No ghosts yet that I’m aware of, I’m referring to the beautifully haunting painting on the wall. I got it many, many years ago in an antique store on Broadway, some obscure little hole in the wall on the upper west side of Manhattan The store had the most distasteful odor of too many cats, but cats in an antique store sort of go together, like dogs in a backyard.
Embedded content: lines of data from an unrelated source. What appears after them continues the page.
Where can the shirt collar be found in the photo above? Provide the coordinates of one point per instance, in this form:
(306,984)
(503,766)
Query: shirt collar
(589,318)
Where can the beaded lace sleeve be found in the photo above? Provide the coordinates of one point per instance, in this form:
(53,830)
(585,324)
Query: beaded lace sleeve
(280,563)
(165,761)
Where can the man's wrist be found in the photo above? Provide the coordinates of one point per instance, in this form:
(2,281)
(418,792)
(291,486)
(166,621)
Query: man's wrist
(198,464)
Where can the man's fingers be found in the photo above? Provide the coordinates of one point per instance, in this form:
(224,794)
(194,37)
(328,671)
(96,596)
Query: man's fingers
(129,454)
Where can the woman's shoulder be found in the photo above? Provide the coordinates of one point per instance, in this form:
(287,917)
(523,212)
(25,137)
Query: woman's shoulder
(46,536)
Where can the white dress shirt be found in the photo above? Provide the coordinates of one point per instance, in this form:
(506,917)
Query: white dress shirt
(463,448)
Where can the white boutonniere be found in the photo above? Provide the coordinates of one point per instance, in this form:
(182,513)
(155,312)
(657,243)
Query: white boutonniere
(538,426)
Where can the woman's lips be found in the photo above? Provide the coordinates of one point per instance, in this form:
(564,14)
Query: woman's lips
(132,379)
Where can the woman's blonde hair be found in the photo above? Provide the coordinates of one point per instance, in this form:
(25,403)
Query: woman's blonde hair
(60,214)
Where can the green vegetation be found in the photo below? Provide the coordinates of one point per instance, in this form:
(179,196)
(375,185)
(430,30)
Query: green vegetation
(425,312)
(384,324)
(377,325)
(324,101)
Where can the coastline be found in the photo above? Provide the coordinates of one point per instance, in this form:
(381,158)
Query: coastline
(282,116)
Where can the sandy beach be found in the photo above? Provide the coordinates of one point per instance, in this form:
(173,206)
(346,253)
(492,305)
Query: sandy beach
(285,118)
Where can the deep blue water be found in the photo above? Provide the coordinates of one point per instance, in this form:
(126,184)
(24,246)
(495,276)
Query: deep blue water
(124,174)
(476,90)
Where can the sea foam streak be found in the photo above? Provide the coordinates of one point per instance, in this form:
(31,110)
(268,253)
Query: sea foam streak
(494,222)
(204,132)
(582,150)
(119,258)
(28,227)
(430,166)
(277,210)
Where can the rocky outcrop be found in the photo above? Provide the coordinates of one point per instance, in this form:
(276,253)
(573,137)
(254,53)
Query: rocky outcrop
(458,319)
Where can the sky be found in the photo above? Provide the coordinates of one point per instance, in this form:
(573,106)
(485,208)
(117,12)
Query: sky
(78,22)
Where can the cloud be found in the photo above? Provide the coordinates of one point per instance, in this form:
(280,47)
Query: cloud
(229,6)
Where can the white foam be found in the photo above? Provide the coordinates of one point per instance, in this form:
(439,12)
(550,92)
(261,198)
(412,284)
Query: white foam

The painting comes from the Victorian era and doesn’t smell at all like too many cats, it’s very delicate, the frame is oh, so fragile but the painting, if you can see it well, speaks to me. I never look at that painting without hearing the artist’s voice, without feeling the vision at that precise moment of time that the artist captured, and captured so magically. The painting is unsigned so I can’t put a face to the communication, though it’s there. The artist and I are communicating and I am moved, made more serene. I’m aware of some mystery in our world of which we know nothing. There’s sadness to it because the moment of time is gone, its been encapsulated. And yet, there is more than sorrow to death even though I can’t speak its language – yet. I don’t know that what is missing isn’t found anew in art, as something transformed and even more fulfilling.
I am fascinated by landscapes and portraits. My grandfather was a painter but I don’t have any of his paintings and maybe he was as good as the painting on my wall in Chatter Creek Cottage. I have a book coming out that is actually a trilogy, The Fourniers, Book one (When Hannah Played Ragtime), Book two (Glamor Girl) and Book three (At the End of a Whisper). The books are about three generations of women and how they were influenced by the times in which they lived. In the second book (Glamor Girl) one of the characters runs an art and antique scam in which false appraisals puts a lot of money in someone’s pocket when the work is resold. I also write about an upscale organization of art thieves in my book, Marybeth, Hollister & Jane and interestingly, in the book I’m presently writing, Dead to Me, there is a haunting landscape by the artist Johnson Heade which is stolen by a neighbor.
So I love art and I’m fascinated by it and the whole concept of time that art and photography captures. Finding a beautiful landscape to put up on the wall of Chatter Creek Cottage makes me happy, as if I’m giving Chatter Creek more secrets to whisper when the lights go down and the creek runs like a wayward child, and the souls of the gifted are still.